Many Americans can't live without China goods

Updated: 2007-07-23 13:51

In spite of growing US protests in about imports from China, many Americans may find it hard to manage without the range of products that dominate or in some cases monopolize the marketplace, according to an AFP report.

Economists and consumers say that Chinese-made products have become so ubiquitous it may be next to impossible to wean Americans off low-cost imports.

Sara Bongiorni, a journalist and author of "A Year Without 'Made in China,'" which tells of a yearlong effort by her family in 2005 to avoid buying any Chinese-made products, said the experiment showed how intertwined the two big economies are.

"We can live without Chinese imports, sort of," she wrote, while adding: "Swearing off Chinese products forever seems impractical, since it might mean we'd never again buy a cell phone, a squirt gun, or one day maybe even a television. We don't want to give up those things for good."

Bongiorni said she discovered that toys, toasters and small electronics come mainly from China, as well as many other consumer goods.

During her yearlong experiment, she told AFP, "I ended up spending almost 70 dollars for tennis shoes for my son, compared to 10 or 15 dollars for those from China."

China exported some 290 billion dollars worth of products to the United States in 2006, a significant chunk of the 9.2 trillion dollars of US consumer spending.

"Chinese goods may not make up everything we buy, but they sure are a major portion," said Joel Naroff, an economist who operates a consulting firm Naroff Economic Advisors, in the the foreword to Bongiorni's book.

Naroff said that based on the data, "we should be able to live very easily without having to buy Chinese products. But that just may not be the case, especially for lower- or middle-income families."

Naroff added: "Many goods have components that are made in China but assembled elsewhere. Most manufacturers couldn't care less where the component was initially produced. They only care that it is cheap and fits their needs."

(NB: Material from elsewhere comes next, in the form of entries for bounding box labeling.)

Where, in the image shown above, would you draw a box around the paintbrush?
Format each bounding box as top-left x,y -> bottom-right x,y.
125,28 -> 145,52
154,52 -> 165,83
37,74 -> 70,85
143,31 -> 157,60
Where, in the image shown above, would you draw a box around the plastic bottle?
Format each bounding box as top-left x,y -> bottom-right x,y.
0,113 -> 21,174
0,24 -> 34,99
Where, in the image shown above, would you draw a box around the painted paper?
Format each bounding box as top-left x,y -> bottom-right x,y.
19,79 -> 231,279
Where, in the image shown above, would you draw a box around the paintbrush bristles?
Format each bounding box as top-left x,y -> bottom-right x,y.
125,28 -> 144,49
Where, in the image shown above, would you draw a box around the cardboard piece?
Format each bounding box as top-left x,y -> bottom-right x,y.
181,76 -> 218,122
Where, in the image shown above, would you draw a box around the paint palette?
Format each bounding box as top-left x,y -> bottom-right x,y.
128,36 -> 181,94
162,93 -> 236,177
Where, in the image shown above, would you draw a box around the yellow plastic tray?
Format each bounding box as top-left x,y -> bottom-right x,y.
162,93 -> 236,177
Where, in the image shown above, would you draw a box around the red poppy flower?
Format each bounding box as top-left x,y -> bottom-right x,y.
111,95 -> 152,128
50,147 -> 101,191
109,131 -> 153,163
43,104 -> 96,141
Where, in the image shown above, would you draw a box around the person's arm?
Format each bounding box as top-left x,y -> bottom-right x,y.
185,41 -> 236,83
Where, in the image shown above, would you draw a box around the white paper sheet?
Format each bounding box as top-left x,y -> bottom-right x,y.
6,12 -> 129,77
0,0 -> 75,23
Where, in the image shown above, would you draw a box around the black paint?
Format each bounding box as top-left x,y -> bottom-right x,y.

Criticism of China has risen in recent months amid growing concerns about safety.

Reports of tainted pet foods, dangerous toys, fake drugs, toxin-coated monkfish and cosmetics, drug-laced frozen eel, illicit pesticide-laden mushrooms and other products have led to recalls and bans and potentially more stringent import and food safety laws.

Made-in-China toothpaste has also been blacklisted, fearing it may contain potentially deadly chemicals reportedly found in tubes sold in Australia and elsewhere. Some farm-raised seafood products have also been banned.